If you are not disagreeing with Mayberry's assertion contra Butz that 
there is indeed  absolute mathematical truth to be had, but instead are 
interpreting him to say that "all proved theorems are *true*" and 
disagreeing with that, I won't quibble because the situation is clear 
to everybody and Butz is refuted.  Though Butz might want to chime in 
and say his question "how can anybody claim there is absolute truth out 
there?" was referring to statements of a higher type where there is 
no preferred model (he did after all allow that 1+1 not = 3 was a 
truth). 

Butz's invocations of physics are irrelevant in this context. 

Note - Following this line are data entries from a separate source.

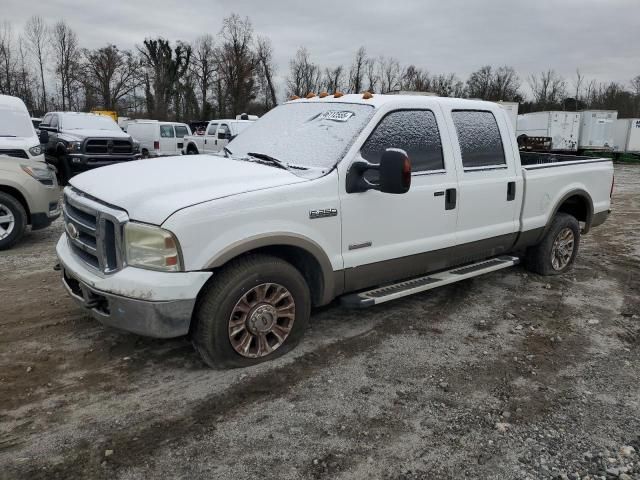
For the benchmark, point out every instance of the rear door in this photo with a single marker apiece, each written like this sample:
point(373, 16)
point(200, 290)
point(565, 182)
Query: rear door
point(167, 139)
point(388, 237)
point(488, 184)
point(181, 132)
point(224, 135)
point(210, 138)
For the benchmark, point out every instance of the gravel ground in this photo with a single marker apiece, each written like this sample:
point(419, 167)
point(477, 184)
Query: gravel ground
point(507, 376)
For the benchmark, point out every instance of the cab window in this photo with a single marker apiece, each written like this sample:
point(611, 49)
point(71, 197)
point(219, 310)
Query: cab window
point(166, 131)
point(414, 131)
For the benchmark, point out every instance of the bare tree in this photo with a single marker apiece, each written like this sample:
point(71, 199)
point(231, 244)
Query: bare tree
point(372, 75)
point(304, 76)
point(237, 62)
point(389, 73)
point(264, 52)
point(549, 89)
point(111, 73)
point(164, 67)
point(36, 33)
point(204, 70)
point(357, 71)
point(7, 59)
point(66, 52)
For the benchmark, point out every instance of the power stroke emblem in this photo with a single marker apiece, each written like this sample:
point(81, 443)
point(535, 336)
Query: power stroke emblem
point(323, 213)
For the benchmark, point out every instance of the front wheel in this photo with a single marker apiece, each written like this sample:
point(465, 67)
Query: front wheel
point(559, 247)
point(13, 220)
point(255, 309)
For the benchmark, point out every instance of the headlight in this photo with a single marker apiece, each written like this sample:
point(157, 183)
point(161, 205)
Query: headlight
point(43, 174)
point(151, 247)
point(35, 151)
point(74, 146)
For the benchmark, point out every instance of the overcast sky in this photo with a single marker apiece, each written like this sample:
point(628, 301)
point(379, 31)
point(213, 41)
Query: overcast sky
point(601, 37)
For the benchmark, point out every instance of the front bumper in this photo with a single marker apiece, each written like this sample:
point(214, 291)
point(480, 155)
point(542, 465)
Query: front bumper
point(80, 162)
point(152, 304)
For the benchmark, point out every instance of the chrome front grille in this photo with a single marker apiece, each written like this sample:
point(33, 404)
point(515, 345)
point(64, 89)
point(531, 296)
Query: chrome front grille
point(107, 146)
point(94, 231)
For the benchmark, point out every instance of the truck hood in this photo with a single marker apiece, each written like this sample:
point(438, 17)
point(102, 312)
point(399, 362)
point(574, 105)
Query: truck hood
point(151, 190)
point(82, 134)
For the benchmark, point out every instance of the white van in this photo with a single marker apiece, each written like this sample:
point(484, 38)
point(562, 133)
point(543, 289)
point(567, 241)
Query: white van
point(17, 136)
point(158, 139)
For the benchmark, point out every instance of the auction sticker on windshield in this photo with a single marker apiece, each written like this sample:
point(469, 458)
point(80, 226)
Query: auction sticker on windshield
point(336, 115)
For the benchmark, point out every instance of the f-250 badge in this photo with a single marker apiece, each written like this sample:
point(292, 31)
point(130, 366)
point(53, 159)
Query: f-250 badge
point(322, 213)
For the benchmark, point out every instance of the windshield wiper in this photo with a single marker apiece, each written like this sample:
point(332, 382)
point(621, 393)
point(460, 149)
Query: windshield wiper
point(268, 158)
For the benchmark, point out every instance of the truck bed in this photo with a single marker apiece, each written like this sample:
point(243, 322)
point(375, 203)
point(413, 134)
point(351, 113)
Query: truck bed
point(532, 160)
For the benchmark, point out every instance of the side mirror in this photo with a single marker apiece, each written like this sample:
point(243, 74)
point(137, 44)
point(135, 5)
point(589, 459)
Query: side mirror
point(394, 174)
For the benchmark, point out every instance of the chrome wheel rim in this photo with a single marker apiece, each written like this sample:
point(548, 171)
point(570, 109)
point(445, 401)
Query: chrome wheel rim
point(562, 249)
point(261, 320)
point(7, 221)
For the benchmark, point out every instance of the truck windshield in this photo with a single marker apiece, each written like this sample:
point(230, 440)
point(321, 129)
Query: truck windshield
point(15, 123)
point(88, 122)
point(305, 134)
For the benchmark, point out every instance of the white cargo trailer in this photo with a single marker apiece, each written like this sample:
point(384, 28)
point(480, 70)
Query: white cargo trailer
point(562, 128)
point(596, 129)
point(512, 112)
point(626, 137)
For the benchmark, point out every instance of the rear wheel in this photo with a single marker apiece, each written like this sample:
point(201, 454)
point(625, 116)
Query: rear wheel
point(558, 249)
point(13, 220)
point(255, 309)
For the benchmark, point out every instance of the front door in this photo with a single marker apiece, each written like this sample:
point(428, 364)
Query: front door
point(211, 139)
point(224, 134)
point(388, 237)
point(167, 139)
point(489, 196)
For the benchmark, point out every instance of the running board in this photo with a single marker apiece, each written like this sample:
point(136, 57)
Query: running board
point(421, 284)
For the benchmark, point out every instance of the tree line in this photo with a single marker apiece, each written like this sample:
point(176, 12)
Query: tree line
point(233, 72)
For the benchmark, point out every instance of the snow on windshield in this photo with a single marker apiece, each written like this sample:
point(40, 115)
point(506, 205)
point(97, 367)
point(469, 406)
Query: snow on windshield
point(305, 134)
point(15, 123)
point(88, 122)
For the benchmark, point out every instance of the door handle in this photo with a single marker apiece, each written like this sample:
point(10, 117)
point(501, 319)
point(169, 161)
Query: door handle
point(450, 199)
point(511, 191)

Newtonian mechanics is not "true" about the physical universe we live 
in but that has nothing to do with the truth of the axioms of set 
theory with respect to the integers.  If some statements in the 
language of physics have no truth value according to quantum 
mechanics that can indeed be interpreted as saying that the universe 
is insufficiently determinate, and by analogy one can say that "the 
universe of sets" is insufficiently determined for some statements to 
have truth values, but we are asserting just that a significant 
initial segment of that universe is determinate and that *some* 
theorems therefore merit the unqualified adjective "true".  The 
analogy with relativity is also wrong because new mathematical 
methods have not superseded old ones in the same way that relativity 
superseded Newtonian mechanics--one is a supplementation, the other 
is a substitution.  Newtonian mechanists were wrong about the solar 
system and admitted it when Einstein explained the anomaly in the 
perihelion of Mercury; no amount of new mathematics will force a 
revision in the truth value we ascribe to Euclid's theorem.